A pesar del normal rechazo a aceptar la
enfermedad pretendo cada día, desde la fe, convencerme de que es posible alcanzar paz en la enfermedad. Los Santos, esos que están más cerca del modelo, los que imitan a Cristo, incluso experimentan la felicidad en la enfermedad. Ello es un ideal de dificilísimo alcance. Los cristianos corrientes, sin renunciar a nada, podríamos aspirar a lograr la paz a través de la confianza en Dios. En estos días en que cualquiera de nosotros puede ingresar en un hospital, traigo a colación un pensamiento que pudiera aliviar algo nuestro miedo a ser hospitalizados o serenarnos en nuestra estancia hospitalaria. Para acercarse a ello, se hace preciso discurrir sobre algunas realidades en las que no solemos reparar y que, bien consideradas, pueden ayudarnos a vencer nuestro pánico.
Donde está Cristo, se está bien. Y en los
hospitales está Él. Y está presentísimo. En primer lugar, bajo el mismo techo. En nuestro país, gracias a Dios, en la práctica totalidad de los centros sanitarios, públicos o privados, hay siempre una capilla hospitalaria en la que hay un Sagrario. En él, Jesús te espera pacientemente. Y está para que tú y yo - enfermo o familiar de un enfermo-, sepamos que si vamos a Él -aunque sea con el pensamiento-, nos oye, consuela y ayuda.
Además, su presencia en los hospitales no se
reduce a esta presencia sacramental.

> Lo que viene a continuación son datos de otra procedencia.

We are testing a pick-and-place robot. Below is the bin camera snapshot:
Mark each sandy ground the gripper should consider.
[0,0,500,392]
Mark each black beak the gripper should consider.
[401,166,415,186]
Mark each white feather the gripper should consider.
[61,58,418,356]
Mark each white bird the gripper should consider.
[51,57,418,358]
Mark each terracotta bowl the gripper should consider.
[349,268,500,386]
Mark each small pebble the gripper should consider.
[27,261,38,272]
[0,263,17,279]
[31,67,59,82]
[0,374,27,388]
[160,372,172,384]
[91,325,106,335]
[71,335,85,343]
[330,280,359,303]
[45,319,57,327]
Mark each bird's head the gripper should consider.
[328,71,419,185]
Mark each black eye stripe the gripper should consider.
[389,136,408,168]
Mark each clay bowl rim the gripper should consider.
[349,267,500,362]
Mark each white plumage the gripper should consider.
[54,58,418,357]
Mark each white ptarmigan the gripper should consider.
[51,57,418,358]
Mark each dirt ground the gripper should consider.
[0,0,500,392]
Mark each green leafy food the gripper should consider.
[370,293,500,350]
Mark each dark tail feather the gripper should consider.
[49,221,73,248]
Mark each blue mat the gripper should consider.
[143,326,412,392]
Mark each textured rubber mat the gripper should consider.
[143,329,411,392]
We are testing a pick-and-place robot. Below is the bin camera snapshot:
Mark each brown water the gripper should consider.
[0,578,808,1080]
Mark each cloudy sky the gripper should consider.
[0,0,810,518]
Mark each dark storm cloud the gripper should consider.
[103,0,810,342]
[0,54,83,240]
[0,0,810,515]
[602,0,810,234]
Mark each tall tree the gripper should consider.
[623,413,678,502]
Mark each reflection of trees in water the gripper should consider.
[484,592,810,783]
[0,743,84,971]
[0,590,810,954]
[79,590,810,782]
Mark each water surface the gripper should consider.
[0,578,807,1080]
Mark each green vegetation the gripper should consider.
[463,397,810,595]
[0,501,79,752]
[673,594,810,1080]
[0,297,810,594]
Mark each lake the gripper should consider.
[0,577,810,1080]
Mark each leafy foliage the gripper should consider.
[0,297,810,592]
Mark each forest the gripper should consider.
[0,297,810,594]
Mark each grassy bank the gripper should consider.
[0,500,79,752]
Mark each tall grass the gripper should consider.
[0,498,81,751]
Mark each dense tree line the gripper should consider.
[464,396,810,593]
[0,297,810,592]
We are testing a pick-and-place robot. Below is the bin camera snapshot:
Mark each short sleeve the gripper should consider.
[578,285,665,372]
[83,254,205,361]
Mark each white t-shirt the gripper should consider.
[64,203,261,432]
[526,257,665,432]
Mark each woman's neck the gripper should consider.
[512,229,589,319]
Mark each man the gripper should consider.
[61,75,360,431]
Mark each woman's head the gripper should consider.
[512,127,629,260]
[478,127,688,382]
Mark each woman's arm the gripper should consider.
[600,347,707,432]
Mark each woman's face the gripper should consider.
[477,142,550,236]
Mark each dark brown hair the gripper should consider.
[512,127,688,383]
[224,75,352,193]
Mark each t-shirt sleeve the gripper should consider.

Dios mismo está también en la persona del otro enfermo. Ese que está a tu lado, junto a tu cama o en la habitación contigua. Ahí está Cristo doliente, para que le reconozcas y le prestes tu atención. Así, los hospitales son “lugares sagrados” en los que la presencia de Dios se hace más visible. Debemos estar convencidos que Jesús está enfermo, junto a los enfermos y en los enfermos. Son sus preferidos, objeto preferente de atención y de asistencia.
“Bienaventurados los que lloran porque serán
consolados” (Mt. 5, 4). Si lo creyésemos sólo un poco, ¡qué consuelo tendríamos en nuestra enfermedad!. No podemos creerlo solo con nuestras fuerzas. Es una gracia que debemos pedir con confianza. Pidámosla como lo hizo aquel padre que rogaba a Cristo la curación de su hijo: “Señor creo, pero ¡ayúdame en mi incredulidad!” (Mc. 9, 24). No dejaremos de oír, inmediata, la respuesta de Cristo: “todo es posible para el que cree”. (Mt. 9, 23). Y añade el Evangelio de San Mateo: “Y el niño quedó curado desde aquella hora”. Hoy, como en los tiempos de Cristo, “no se ha aminorado el brazo de Dios”. (Dt. 4, 34).
Te deseo si estás enfermo o lo está uno de los
tuyos: que tu fe te consuele, que tu fe te haga fuerte, que tu fe dé sentido a tu sufrimiento.